So, what did I learn this week?
I learnt that we might be short of parsnips for Christmas. It is due to inclement weather at planting time and through the growing stages. Or, in other words, all year. This is a refreshing change from it being the fault of Covid or the war in Ukraine. I also learnt that glasshouse producers are shutting down production because they can’t afford to heat and light the crops. If I was producing something that needed lots of electricity I like to think that I would have solar power or a windmill by now. Half of me says that if they haven’t already thought of that they deserve to go out of business, so they probably did. You have to wonder if this has more to do with restricting supply to make the supermarkets pay more. I’m ambivalent on that.
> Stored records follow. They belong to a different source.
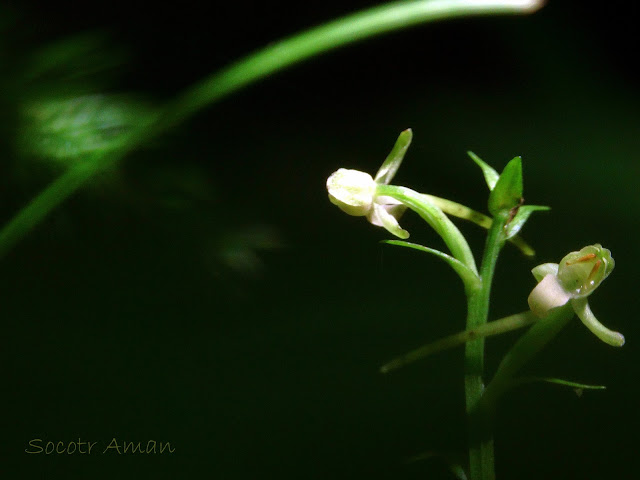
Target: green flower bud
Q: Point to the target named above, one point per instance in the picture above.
(352, 191)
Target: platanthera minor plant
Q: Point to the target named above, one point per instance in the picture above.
(561, 292)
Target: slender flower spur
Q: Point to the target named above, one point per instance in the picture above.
(572, 280)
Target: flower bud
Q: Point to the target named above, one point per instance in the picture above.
(580, 273)
(351, 190)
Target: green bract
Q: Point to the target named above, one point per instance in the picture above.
(582, 272)
(356, 193)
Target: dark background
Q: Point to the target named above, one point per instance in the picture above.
(206, 293)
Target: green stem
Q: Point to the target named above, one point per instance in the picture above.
(264, 62)
(527, 346)
(496, 327)
(480, 436)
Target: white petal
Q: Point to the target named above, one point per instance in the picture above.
(380, 216)
(548, 294)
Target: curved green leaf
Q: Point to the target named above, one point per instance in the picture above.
(516, 224)
(394, 159)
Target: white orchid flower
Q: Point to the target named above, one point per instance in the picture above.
(572, 280)
(356, 192)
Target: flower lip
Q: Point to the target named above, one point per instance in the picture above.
(352, 190)
(581, 272)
I like cheap food and I like the ability to buy food out of season. I also like being able to eat tomatoes and cucumber with my lunch, as it cuts down on bread and gives me a selection of nutrients. On the other hand, I could eat carrot sticks. Or eat less. Supermarkets do take the mickey when they are buying from farmers and I would like to have a planet left to leave to my kids. If this means cutting down on hothouse crops, going seasonal and paying more for food then it’s a price worth paying.
I also found out that in the UK we are losing food due to labour shortages. I may get a bit political from here. I voted to stay in the EU. It isn’t perfect, but I think life inside the EU is marginally better than life outside it. Most of this can’t be quantified, but food lost by labour shortages can be.
I’m also intrigued by the fact that we have more job vacancies in the UK than we have unemployed people. I’m sure there will never be a perfect solution but it does strike me that we could improve on the way we are doing things now. The trouble is that if you have vacancies for rocket scientists and are only capable of educating social media influencers there will always be a mismatch. On the other hand, if you need people to work in fields picking fruit and veg, even a social media influencer should have the brain cells for that. They may not have the motivation, but being paid piecework will sort that out.
Also, as a radical solution, if people have the drive to travel half-way round the world and cross the Channel in a rubber boat, they would probably welcome the chance to work. We could even set up an exchange system. We will take refugees and export social media influencers. I know which I’d rather have. Scripted reality TV shows may find itself a little short of self-publicising airheads but that’s one labour shortage I’d be happy to see. I loved the Gary Oldman quote inn that link, describing reality TV as “the museum of social decay”. Oh yes!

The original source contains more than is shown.